If you were writing the SQL manually, you would still get a null, and the fix would be to write the appropriate SQL. I think what you have done is exactly that, which seems appropriate.

ntwilson commented 10 months ago

Hey @mjdupontMEA (and anyone else stumbling across this), I discovered a workaround without needing modifications. From your earlier example:

let thisFails = 
  selectAsync HydraReader.Read (createContext connString) {
    for record in table<dbo.weather_history > do
    where (record.weather_instrument = 0uy)
    select (maxBy record.entry_timestamp) }

if you change it to

let thisWorks = async {
  let! result = selectAsync HydraReader.Read (createContext connString) {
    for record in table<dbo.weather_history > do
    where (record.weather_instrument = 0uy)
    select (maxBy (Some record.entry_timestamp)) 
    tryHead
  }
  return Option.flatten result
}

it'll work properly because by selecting the max of Some record.entry_timestamp, it makes SqlHydra treat the type as an Option, and it successfully parses DBNull instead of crashing.

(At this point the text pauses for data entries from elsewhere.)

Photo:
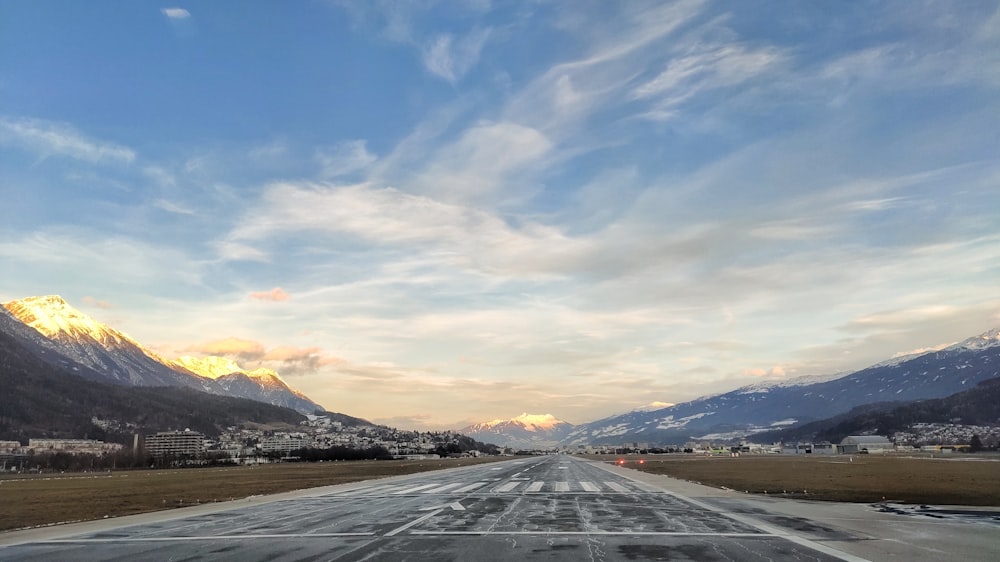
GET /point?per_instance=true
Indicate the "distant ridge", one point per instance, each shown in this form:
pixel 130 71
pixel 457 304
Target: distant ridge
pixel 72 339
pixel 527 431
pixel 774 405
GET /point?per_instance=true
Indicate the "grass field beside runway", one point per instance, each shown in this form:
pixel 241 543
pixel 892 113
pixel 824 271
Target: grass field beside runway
pixel 33 500
pixel 859 478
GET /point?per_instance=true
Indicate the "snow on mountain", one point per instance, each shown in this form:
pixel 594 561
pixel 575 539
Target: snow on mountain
pixel 263 385
pixel 65 336
pixel 527 431
pixel 117 357
pixel 769 404
pixel 985 340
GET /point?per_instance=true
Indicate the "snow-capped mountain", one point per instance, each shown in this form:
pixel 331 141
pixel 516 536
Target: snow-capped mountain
pixel 64 336
pixel 262 385
pixel 117 357
pixel 773 405
pixel 527 431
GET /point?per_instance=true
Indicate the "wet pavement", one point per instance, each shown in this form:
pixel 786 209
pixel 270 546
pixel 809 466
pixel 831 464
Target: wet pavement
pixel 541 508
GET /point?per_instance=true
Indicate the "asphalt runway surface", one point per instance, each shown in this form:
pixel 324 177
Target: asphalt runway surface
pixel 538 508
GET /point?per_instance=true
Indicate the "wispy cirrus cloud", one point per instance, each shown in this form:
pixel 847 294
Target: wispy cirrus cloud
pixel 276 294
pixel 344 158
pixel 176 13
pixel 451 57
pixel 49 138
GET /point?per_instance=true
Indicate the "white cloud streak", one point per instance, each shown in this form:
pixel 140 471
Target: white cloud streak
pixel 47 139
pixel 176 13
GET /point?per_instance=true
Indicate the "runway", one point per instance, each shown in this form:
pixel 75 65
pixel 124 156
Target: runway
pixel 539 508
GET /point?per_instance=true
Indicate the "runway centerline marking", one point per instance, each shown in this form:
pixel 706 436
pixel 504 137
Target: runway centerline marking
pixel 441 488
pixel 415 489
pixel 469 488
pixel 616 487
pixel 417 521
pixel 507 487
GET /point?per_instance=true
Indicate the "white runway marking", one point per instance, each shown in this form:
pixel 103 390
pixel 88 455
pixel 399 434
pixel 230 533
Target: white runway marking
pixel 441 488
pixel 469 488
pixel 210 538
pixel 507 487
pixel 606 533
pixel 414 489
pixel 417 521
pixel 616 487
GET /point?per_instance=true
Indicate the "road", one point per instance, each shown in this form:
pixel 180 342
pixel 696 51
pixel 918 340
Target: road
pixel 539 508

I wonder if this is worth including in the docs by aggregates? It seems like a fairly common use case where you select an aggregate that might return NULL...

JordanMarr commented 10 months ago
let thisWorks = async {
  let! result = selectAsync HydraReader.Read (createContext connString) {
    for record in table<dbo.weather_history > do
    where (record.weather_instrument = 0uy)
    select (maxBy (Some record.entry_timestamp)) 
    tryHead
  }
  return Option.flatten result
}

it'll work properly because by selecting the max of Some record.entry_timestamp, it makes SqlHydra treat the type as an Option, and it successfully parses DBNull instead of crashing. I wonder if this is worth including in the docs by aggregates? It seems like a fairly common use case where you select an aggregate that might return NULL...

Very creative fix! I think that would definitely be helpful to have in the readme! Also, table names are now generated. See notes for this release.